Wenn er arbeitete, konnte er aufatmen; sobald er nichts mehr hatte, um sich abzulenken, stürzten die Bilder aus der Vergangenheit wieder auf ihn ein und machten ihm das Atmen schwer.

Die Nachrichten aus Afghanistan im Radio und Fernsehen und die Gleichgültigkeit seiner Mitmenschen über das, was dort tagtäglich geschah, verbitterten ihn zusätzlich. Er musste jeden Tag aufpassen, dass der Hass nicht die Schwelle der Selbstbeherrschung überschritt.

Bevor er angefangen hatte, in Bens Werkstatt zu arbeiten, war es ihm nicht gelungen, seine Wut zu beherrschen. Er hatte sich jeden Abend in Bars und Kneipen herumgetrieben, flaschenweise Whiskey getrunken und Streit gesucht, um sich mit Genuss zu prügeln. Das war nun, seit er bei Ben arbeitete und wohnte, vorbei. Allerdings ertrug er es weiterhin auf eine seltsame masochistisch anmutende Weise, von seinen ehemaligen Kameraden gestalkt zu werden. Er empfand die ständigen Anrufe und das Beschattetwerden fast als eine gerechte Strafe für seine Vergehen. Auch ihre wiederholten Versuche, ihm Verbrechen in die Schuhe zu schieben und Gerüchte über ihn zu verbreiten, ignorierte er. Mehrmals war er umgezogen, um vor ihnen Ruhe zu haben, doch sie tauchten stets nach einer Weile auch an den neuen Orten auf. Vielleicht hätte er seinen Namen ändern müssen, um wirklich untertauchen zu können.

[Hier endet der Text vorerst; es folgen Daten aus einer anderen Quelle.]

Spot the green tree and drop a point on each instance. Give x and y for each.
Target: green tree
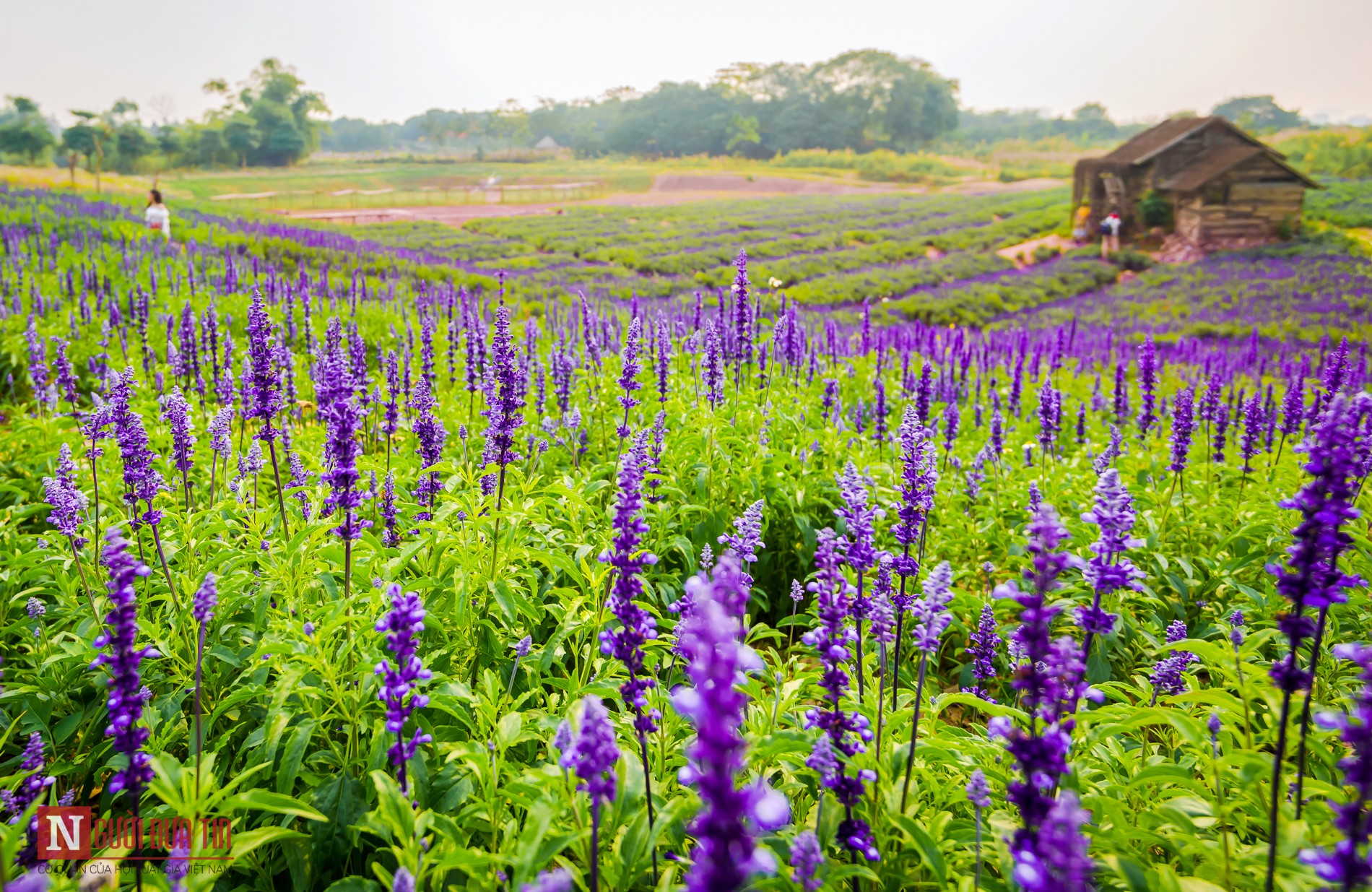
(88, 137)
(1260, 114)
(24, 131)
(242, 137)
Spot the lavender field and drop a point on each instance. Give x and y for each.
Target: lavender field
(778, 545)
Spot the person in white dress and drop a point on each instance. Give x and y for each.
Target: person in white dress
(158, 216)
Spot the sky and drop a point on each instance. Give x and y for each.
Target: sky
(390, 61)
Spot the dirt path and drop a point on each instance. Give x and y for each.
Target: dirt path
(669, 189)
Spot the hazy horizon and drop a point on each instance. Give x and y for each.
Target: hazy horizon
(390, 64)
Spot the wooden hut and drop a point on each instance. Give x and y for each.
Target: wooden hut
(1221, 183)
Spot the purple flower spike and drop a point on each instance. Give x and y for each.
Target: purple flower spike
(629, 560)
(68, 501)
(725, 855)
(401, 680)
(806, 861)
(125, 683)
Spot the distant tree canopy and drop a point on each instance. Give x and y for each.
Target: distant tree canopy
(862, 100)
(268, 121)
(1088, 125)
(24, 131)
(1259, 114)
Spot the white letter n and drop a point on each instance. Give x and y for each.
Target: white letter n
(55, 823)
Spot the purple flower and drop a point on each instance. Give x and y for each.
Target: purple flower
(629, 373)
(264, 387)
(742, 316)
(881, 612)
(951, 420)
(300, 478)
(594, 754)
(342, 449)
(919, 478)
(557, 880)
(978, 792)
(505, 410)
(716, 663)
(806, 861)
(125, 683)
(748, 535)
(1347, 866)
(629, 560)
(859, 519)
(1253, 425)
(1311, 576)
(206, 599)
(176, 412)
(68, 501)
(431, 437)
(1147, 386)
(713, 368)
(1109, 570)
(983, 643)
(931, 612)
(64, 376)
(1183, 425)
(1056, 861)
(27, 792)
(401, 680)
(846, 730)
(142, 482)
(388, 514)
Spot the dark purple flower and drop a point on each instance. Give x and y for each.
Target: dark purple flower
(64, 376)
(342, 449)
(1147, 386)
(931, 612)
(142, 482)
(206, 599)
(388, 537)
(264, 387)
(1183, 425)
(629, 559)
(629, 373)
(68, 501)
(725, 855)
(1347, 865)
(748, 535)
(1311, 578)
(1109, 570)
(505, 410)
(978, 792)
(401, 680)
(713, 368)
(1253, 425)
(919, 478)
(1058, 859)
(847, 730)
(983, 643)
(176, 411)
(742, 316)
(125, 683)
(806, 861)
(430, 437)
(556, 880)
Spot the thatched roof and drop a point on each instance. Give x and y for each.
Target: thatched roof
(1215, 161)
(1157, 140)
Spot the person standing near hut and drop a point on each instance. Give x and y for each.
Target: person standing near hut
(1079, 224)
(157, 216)
(1111, 235)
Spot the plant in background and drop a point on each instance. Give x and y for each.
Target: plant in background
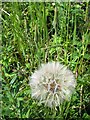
(52, 84)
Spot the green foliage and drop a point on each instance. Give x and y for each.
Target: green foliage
(35, 33)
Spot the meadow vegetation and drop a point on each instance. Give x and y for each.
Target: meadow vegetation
(38, 32)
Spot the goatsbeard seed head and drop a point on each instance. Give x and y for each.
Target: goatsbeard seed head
(52, 84)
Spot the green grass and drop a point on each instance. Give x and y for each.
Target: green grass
(35, 33)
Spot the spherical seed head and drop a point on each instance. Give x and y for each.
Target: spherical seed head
(52, 84)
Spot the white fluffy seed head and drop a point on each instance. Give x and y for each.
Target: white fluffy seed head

Vor zwei Jahren hatten sie ihn in Silver Hill entdeckt. Aber von hier würden sie ihn nicht vertreiben. Er hatte von den Spielchen die Schnauze voll. Hier wollte er bleiben, egal, was den Arschlöchern einfiel, um ihre Rachegelüste zu stillen. Zum Glück hielt Ben zu ihm. Als der Sheriff zum ersten Mal in der Werkstatt auftauchte, weil eine junge Frau aus einem der Nachbarorte Dylan wegen angeblicher sexueller Belästigung angezeigt hatte, hatte Ben ihm, ohne mit der Wimper zu zucken, ein Alibi gegeben.

Als Dylan sich hinterher bei ihm bedanken wollte, hatte Ben nur abgewunken. „Ich weiß, dass du nachts nicht in irgendwelchen Clubs unterwegs bist. Das konnte nur Bullshit sein.“

Wenig später beschuldigte man ihn, ein Auto aufgebrochen zu haben, und auch da gab Ben ihm das notwendige Alibi. Seitdem war Ruhe. Trügerische Ruhe, denn seine Ex-Kameraden warteten nur auf eine Gelegenheit, ihn erneut in Schwierigkeiten zu bringen. Dylan sah dem inzwischen gelassener entgegen. Der Job in der Werkstatt und die Freundschaft zu Ben hatten ihm geholfen, sich zu fangen und sich in seinem Leben einigermaßen einzurichten. Nachmittage wie dieser, wenn keine Leute da waren und er in Ruhe an einem Motor herumbasteln konnte, waren ihm die liebsten.

Sein Handy klingelte und er zog es aus der Hosentasche. Auf dem Display stand unbekannte Nummer. Also mal wieder einer der üblichen Drohanrufe. Er sollte sie ignorieren, doch das tat er nicht. Ja, vielleicht war es sogar so, dass er sich dem nicht entziehen wollte, er wollte die Anrufe als persönliche Strafe für sein Versagen während seiner Zeit als Soldat erdulden.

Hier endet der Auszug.